The German government has also had its own cases of failing to help Turkish Germans. Sükriye Dönmez arrived in Berlin’s Kreuzberg district with her parents as a baby in 1969 and lived there for 40 years. She became an actor, then a director, achieving acclaim as “Berlin’s most beautiful nurse” in her role as Ayfer, the head nurse on the television series “Klinikum Berlin Mitte.” She also starred in Fatih Akin’s first short film (“Sensin - Du bist es!”) and appeared in his first feature-length movie, “Short Sharp Shock” (“Kurz und schmerzlos”), about a Turkish-Greek-Serbian gang in Hamburg.
Dönmez lacked German citizenship, since she was born in Turkey, but when she applied for naturalization in March 1999, she figured it would be a technicality. She’d paid taxes in Germany, made German films, and -- aside from the few months just after she was born -- had never lived anywhere else.
She waited five years for a decision.

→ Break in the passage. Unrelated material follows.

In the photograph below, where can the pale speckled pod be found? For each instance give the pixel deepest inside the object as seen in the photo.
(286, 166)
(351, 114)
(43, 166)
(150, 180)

Her irregular source of income was the problem, the authorities explained in their rejection, and if Dönmez wanted German citizenship, she would need steady employment. “Why don’t you get a housecleaning job,” the woman at the registration office suggested. “I declined politely,” Dönmez says, “and moved to Turkey instead.”
She now lives in Cihangir, an artists’ neighborhood in Istanbul that is “not so different from Kreuzberg,” in Dönmez’s words. There she’s working on a TV series about Turks returning from Germany. The main character is a Turkish German woman adrift in Turkey. Dönmez plans to call the series “Kültürschock,” inserting the Turkish word for “culture” into the German term for “culture shock.”
Dönmez, meanwhile, finds it amusing to be just Turkish for a while. “Now I’m a guest worker,” she says.